Wie gefällt es Dir? fragte er mit etwas in seinem Gesicht, das beinahe ein Lächeln war, und einer unbestimmten Handbewegung nach den Terrassen und dem Schlosse.

Ich finde es wunderschön; erwiderte Justus.

Da darf ich wohl annehmen, daß Du nichts dagegen hättest, hier zu bleiben?

Justus antwortete nicht, er wußte nicht, was der Herr Graf mit der Frage habe sagen wollen.

Ich meine, fuhr der Graf fort, daß Du gerne hier bliebest und meinem Sohne Gesellschaft leistetest, wie Deine Freundin Isabel der Komtesse. Nun, ich werde mir Deinen Vater kommen lassen und mit ihm sprechen.

Er winkte Justus mit der Hand zum Zeichen, daß er entlassen sei. Der Knabe stand in der entsetzlichsten Verlegenheit. Er wußte, daß sein Vater in seinem Stolze niemals auf einen solchen Vorschlag eingehen würde. Hatte er doch gelegentlich Isabels Überlieferung in das Schloß gesagt: Diese Polacken haben keine Ehre im Leibe. Lieber sterben, als dem Gesindel die Stiefel putzen, denn darauf läuft es ja doch hinaus. – Und seit gestern abend dachte Justus nicht viel anders. Was er da ausgestanden, als er an der Tafel Isabel gegenübersaß, die keinen Blick für ihn hatte, war ihm noch in zu schmerzlicher Erinnerung. Nein! das konnte nicht sein.

Bitte, bitte, Herr Graf, sagte er fast atemlos, thuen Sie es nicht! Ich soll zu Michaelis auf die Schule nach T. und ich freue mich sehr darauf. Es ist auch sonst alles schon abgemacht, und – und – ich danke Ihnen recht sehr, Herr Graf, für Ihre Güte von ganzem Herzen; aber –

Der Graf glaubte seinen Ohren nicht trauen zu dürfen. Da war ja wieder ein drastisches Beispiel von der Insolenz und dem Hochmute dieser Menschen, denen der Direktor für eine halbe Million Wohnungen bauen wollte, damit sie menschenwürdig leben könnten? Lächerlich! damit sie noch frecher und unverschämter würden, wie sie es bereits waren – wie es der Vater des Jungen gestern abend gewesen und der Junge selber eben war!

Wie Du willst, sagte er ruhig.
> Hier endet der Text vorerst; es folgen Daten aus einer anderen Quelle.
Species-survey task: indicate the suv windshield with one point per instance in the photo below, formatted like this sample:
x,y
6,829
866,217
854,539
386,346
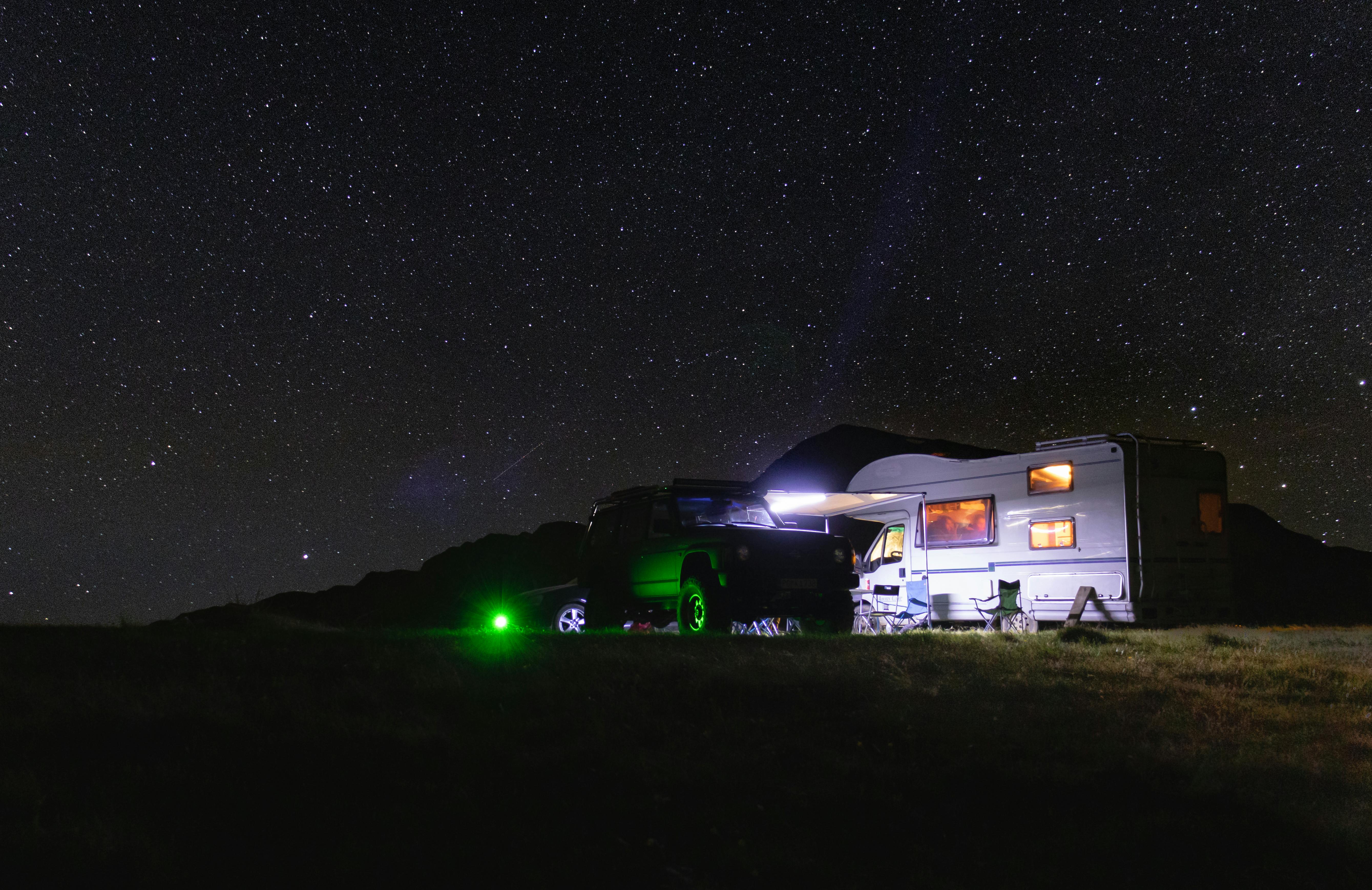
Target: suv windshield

Du scheinst ja sehr genau zu wissen, was Du zu thun und zu lassen hast. Jetzt kannst Du gehen.

Er nahm aus einem Etui, das neben ihm stand, eine Cigarette, die er anzündete, und wiederholte, da der Junge ihn nicht verstanden zu haben schien: Du kannst jetzt gehen, habe ich gesagt.
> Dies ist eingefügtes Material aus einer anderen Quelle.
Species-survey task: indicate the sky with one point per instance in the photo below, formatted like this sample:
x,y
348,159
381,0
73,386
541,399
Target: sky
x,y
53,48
Was wird aus meinem Vater? fragte Justus.

Das ist Sache des Herrn Oberförsters.

Er wird ihn wegschicken.

Wohl möglich.

Es wird meiner guten Mutter das Herz brechen.

Der Graf wollte abermals sagen: wohl möglich! verschluckte es aber in dem Gefühl, daß es eine Roheit sei, mit der er sich diesem Knaben gegenüber eine Blöße geben würde.

Ich wiederhole, daß ich mit der Sache nichts zu thun habe; und nun zum letztenmale: mach', daß Du fortkommst!

Er griff nach den Papieren vor sich – nur zum Schein, denn er warf sie sofort wieder hin und rief, da der lästige Junge sich nicht rührte, in ärgerlichem Tone: Nun!

Justus warf noch einen Blick in die harten, mit einem bösen, drohenden Ausdrucke auf ihn gerichteten Augen. Ja, das war der Ogre seines Märchens! und er war nicht der Prinz, der ihm das Schwert durch das schwarze Herz rannte, sondern der arme Junge, den man zum Schloß hinausjagte! Still wandte er sich und wollte gehen, als etwas geschah, was ihn jäh an seine Stelle bannte und den Grafen aus seinem Sessel in die Höhe fahren machte.